According to experts at Bitdefender Labs, February 2025 was a record-breaking month. Ransomware attacks increased by 2024 percent compared to February 126. Attacks continued to target vulnerabilities with high CVSS risk ratings.
For their analysis as part of the monthly Bitdefender Threat Debrief, Bitdefender experts evaluated the dark web data breach websites – dedicated leak sites (DLS) – and publicly available information (OSINT) operated by over 70 ransomware gangs. Compared to 425 victims in February 2024, the number rose to 2025 in February 962 – an increase of 126 percent. A key reason for this increase is increasingly opportunistic, automated scans of known vulnerabilities. These are then followed by manually executed attacks, often after several weeks of preparation.
USA and Europe in the focus of the attackers
597 of the documented attacks found their victims in the USA. Germany ranks fourth with 27 affected companies – behind number two Canada (58 attacks) and Great Britain (36), and ahead of France with 16 attacks.
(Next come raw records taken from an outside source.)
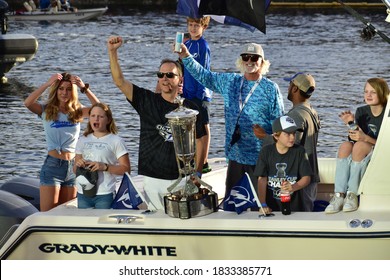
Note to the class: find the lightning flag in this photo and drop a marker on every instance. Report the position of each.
(242, 196)
(127, 197)
(249, 14)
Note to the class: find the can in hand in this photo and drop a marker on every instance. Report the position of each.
(285, 199)
(179, 40)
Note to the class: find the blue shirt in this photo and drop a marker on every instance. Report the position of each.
(262, 108)
(200, 50)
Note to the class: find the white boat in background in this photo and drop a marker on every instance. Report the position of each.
(70, 233)
(50, 15)
(15, 49)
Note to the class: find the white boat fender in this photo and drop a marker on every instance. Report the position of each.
(27, 6)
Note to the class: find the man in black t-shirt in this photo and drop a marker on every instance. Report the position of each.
(157, 160)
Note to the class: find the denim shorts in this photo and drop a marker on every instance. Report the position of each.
(57, 172)
(100, 201)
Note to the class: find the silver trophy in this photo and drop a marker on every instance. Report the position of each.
(186, 200)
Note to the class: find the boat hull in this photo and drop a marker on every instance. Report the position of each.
(218, 236)
(81, 14)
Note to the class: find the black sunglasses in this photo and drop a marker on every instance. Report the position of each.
(169, 75)
(246, 57)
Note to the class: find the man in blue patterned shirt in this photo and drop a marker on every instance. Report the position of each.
(251, 101)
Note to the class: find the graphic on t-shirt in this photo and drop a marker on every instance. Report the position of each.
(281, 170)
(373, 129)
(275, 181)
(165, 131)
(59, 124)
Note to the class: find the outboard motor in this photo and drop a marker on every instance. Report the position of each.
(3, 17)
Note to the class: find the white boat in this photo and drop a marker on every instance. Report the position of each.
(15, 49)
(50, 15)
(70, 233)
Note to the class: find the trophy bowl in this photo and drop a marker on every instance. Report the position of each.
(195, 205)
(191, 199)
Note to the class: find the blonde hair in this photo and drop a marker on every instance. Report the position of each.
(204, 21)
(111, 126)
(381, 89)
(73, 106)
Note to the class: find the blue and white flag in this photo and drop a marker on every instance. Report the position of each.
(242, 196)
(249, 14)
(127, 197)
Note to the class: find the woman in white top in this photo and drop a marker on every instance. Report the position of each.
(61, 115)
(100, 149)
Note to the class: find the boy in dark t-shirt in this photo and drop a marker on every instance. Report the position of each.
(282, 166)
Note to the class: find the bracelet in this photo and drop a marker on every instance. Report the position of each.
(85, 88)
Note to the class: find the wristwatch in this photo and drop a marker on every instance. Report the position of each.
(84, 89)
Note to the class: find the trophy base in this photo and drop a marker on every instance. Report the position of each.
(195, 205)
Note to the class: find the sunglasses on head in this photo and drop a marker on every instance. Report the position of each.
(169, 75)
(252, 57)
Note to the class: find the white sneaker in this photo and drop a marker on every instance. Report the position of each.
(350, 202)
(335, 204)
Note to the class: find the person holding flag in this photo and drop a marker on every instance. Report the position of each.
(282, 166)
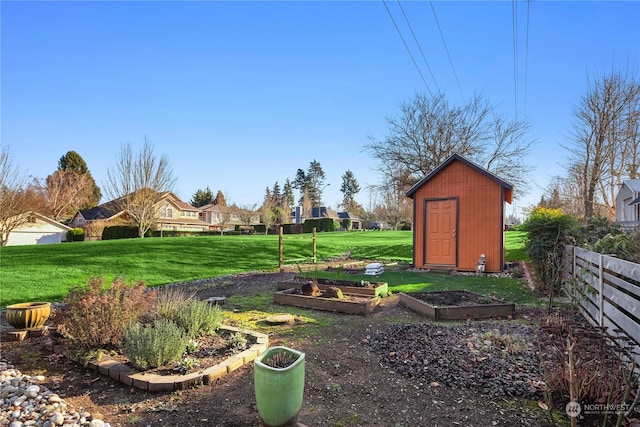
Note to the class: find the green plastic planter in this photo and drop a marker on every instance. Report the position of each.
(279, 391)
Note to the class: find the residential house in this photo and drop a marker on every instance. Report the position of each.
(628, 203)
(224, 217)
(174, 215)
(38, 230)
(356, 223)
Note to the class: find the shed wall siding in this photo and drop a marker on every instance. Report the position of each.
(480, 215)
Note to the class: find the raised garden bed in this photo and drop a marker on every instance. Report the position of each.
(347, 286)
(121, 371)
(350, 304)
(456, 305)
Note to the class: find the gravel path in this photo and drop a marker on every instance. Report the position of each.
(27, 403)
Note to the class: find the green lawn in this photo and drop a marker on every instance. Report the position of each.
(45, 272)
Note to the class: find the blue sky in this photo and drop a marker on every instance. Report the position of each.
(240, 95)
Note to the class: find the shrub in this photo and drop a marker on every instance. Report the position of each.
(155, 345)
(170, 299)
(199, 318)
(96, 315)
(548, 231)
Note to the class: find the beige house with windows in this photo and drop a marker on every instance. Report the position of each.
(224, 218)
(37, 229)
(174, 215)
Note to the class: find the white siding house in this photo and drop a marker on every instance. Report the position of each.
(628, 202)
(38, 230)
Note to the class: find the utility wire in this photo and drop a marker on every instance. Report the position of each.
(418, 44)
(407, 47)
(526, 56)
(445, 47)
(514, 18)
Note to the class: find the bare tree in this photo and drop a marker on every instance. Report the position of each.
(224, 218)
(246, 213)
(268, 213)
(349, 189)
(18, 196)
(138, 184)
(393, 206)
(429, 130)
(67, 191)
(605, 138)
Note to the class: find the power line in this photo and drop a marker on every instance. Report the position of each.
(418, 44)
(526, 56)
(446, 48)
(407, 47)
(514, 18)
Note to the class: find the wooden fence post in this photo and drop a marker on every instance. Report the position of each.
(280, 233)
(314, 245)
(600, 291)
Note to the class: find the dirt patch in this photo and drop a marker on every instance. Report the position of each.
(453, 298)
(352, 377)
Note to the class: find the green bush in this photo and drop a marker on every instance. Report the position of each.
(170, 300)
(320, 224)
(75, 235)
(199, 318)
(96, 315)
(548, 231)
(154, 345)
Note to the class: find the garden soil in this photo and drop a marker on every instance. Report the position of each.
(349, 380)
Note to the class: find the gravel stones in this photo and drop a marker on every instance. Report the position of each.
(23, 403)
(495, 359)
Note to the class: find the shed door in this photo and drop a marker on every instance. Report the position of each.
(440, 232)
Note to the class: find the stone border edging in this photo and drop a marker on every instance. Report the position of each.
(152, 382)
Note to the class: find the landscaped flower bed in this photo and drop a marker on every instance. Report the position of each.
(167, 378)
(361, 287)
(455, 305)
(153, 340)
(350, 304)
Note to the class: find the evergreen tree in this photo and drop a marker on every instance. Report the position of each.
(349, 189)
(288, 193)
(220, 200)
(72, 161)
(202, 198)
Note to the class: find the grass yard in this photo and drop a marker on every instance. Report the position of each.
(46, 272)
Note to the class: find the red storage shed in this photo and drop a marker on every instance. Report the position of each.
(459, 216)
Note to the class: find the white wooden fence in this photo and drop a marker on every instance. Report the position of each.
(607, 291)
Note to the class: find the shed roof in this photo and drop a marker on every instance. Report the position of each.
(457, 157)
(633, 184)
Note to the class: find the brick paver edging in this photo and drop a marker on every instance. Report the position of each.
(152, 382)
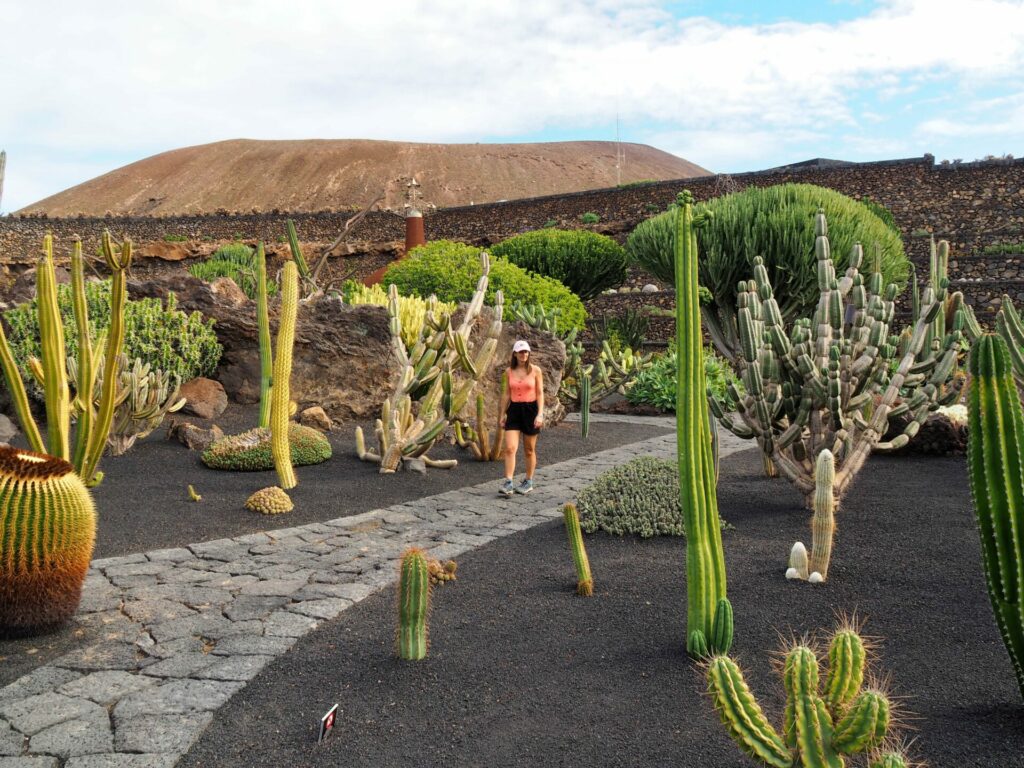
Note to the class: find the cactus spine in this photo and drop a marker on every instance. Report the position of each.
(706, 588)
(585, 582)
(414, 604)
(281, 394)
(995, 459)
(819, 728)
(263, 325)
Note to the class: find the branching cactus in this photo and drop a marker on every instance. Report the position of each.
(439, 373)
(833, 382)
(823, 723)
(995, 459)
(709, 614)
(585, 582)
(414, 605)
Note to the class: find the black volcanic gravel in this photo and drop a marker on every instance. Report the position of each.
(523, 673)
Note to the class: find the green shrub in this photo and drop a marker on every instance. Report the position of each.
(585, 262)
(237, 261)
(168, 339)
(656, 384)
(451, 270)
(777, 223)
(639, 497)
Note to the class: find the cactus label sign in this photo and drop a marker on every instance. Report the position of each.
(327, 724)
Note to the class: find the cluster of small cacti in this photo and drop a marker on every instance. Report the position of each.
(995, 461)
(823, 723)
(440, 371)
(48, 526)
(441, 572)
(269, 501)
(709, 613)
(250, 452)
(833, 382)
(414, 605)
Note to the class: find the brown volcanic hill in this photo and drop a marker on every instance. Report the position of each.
(328, 174)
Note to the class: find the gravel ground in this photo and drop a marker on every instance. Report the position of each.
(523, 673)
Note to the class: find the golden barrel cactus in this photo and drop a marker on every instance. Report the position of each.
(47, 530)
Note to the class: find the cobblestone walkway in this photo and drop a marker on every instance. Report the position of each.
(184, 629)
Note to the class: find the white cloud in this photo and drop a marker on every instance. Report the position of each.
(142, 77)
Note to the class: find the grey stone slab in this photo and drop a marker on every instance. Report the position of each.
(286, 624)
(182, 665)
(249, 645)
(171, 734)
(40, 680)
(81, 736)
(32, 715)
(105, 687)
(241, 668)
(175, 697)
(122, 760)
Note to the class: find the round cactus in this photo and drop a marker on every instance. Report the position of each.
(270, 501)
(47, 529)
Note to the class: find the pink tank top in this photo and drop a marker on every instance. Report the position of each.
(523, 390)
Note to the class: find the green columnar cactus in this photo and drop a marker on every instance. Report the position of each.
(281, 394)
(706, 589)
(819, 727)
(585, 582)
(263, 325)
(822, 526)
(47, 529)
(833, 382)
(414, 605)
(995, 459)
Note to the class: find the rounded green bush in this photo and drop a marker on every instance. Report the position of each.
(451, 271)
(584, 261)
(178, 343)
(776, 223)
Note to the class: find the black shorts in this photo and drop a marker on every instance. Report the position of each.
(520, 417)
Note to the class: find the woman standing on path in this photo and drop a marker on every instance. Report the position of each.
(521, 411)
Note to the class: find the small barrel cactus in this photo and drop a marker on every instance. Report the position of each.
(269, 501)
(47, 529)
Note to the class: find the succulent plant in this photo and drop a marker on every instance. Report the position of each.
(269, 501)
(995, 460)
(414, 605)
(250, 452)
(47, 530)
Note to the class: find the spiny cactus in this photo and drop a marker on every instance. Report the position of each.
(585, 582)
(414, 605)
(269, 501)
(47, 530)
(709, 614)
(995, 460)
(834, 381)
(281, 392)
(439, 371)
(823, 723)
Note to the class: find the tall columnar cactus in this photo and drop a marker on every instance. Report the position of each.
(47, 529)
(709, 614)
(414, 605)
(834, 382)
(822, 723)
(585, 582)
(822, 526)
(281, 393)
(263, 326)
(995, 459)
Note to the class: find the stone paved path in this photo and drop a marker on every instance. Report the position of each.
(185, 629)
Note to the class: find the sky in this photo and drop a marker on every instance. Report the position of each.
(86, 87)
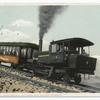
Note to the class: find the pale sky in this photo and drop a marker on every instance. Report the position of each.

The reason for these rising numbers lies in a shift in attacker strategy, which, according to Martin Zugec, Technical Solutions Director at Bitdefender, "still surprises many: Instead of focusing on individual companies or industries, some ransomware groups are becoming increasingly opportunistic, targeting newly discovered software vulnerabilities in edge network devices."
Regardless of whether they are financially motivated or state-supported hacker groups, the actors focus on vulnerabilities:
- who have a high CVSS risk score;
- that allow hackers to gain remote control over a system;
- concerning software accessible via the Internet; and
- for which an exploit developer or other malicious actor has already published a Proof of Concept (PoC).
To gain initial access through a vulnerability, attackers often launch scans within 24 hours, searching for vulnerable systems. The subsequent manual hack, often disguised from the hackers using living-off-the-land techniques, takes longer. Ransomware attacks therefore typically occur with a delay of weeks or months.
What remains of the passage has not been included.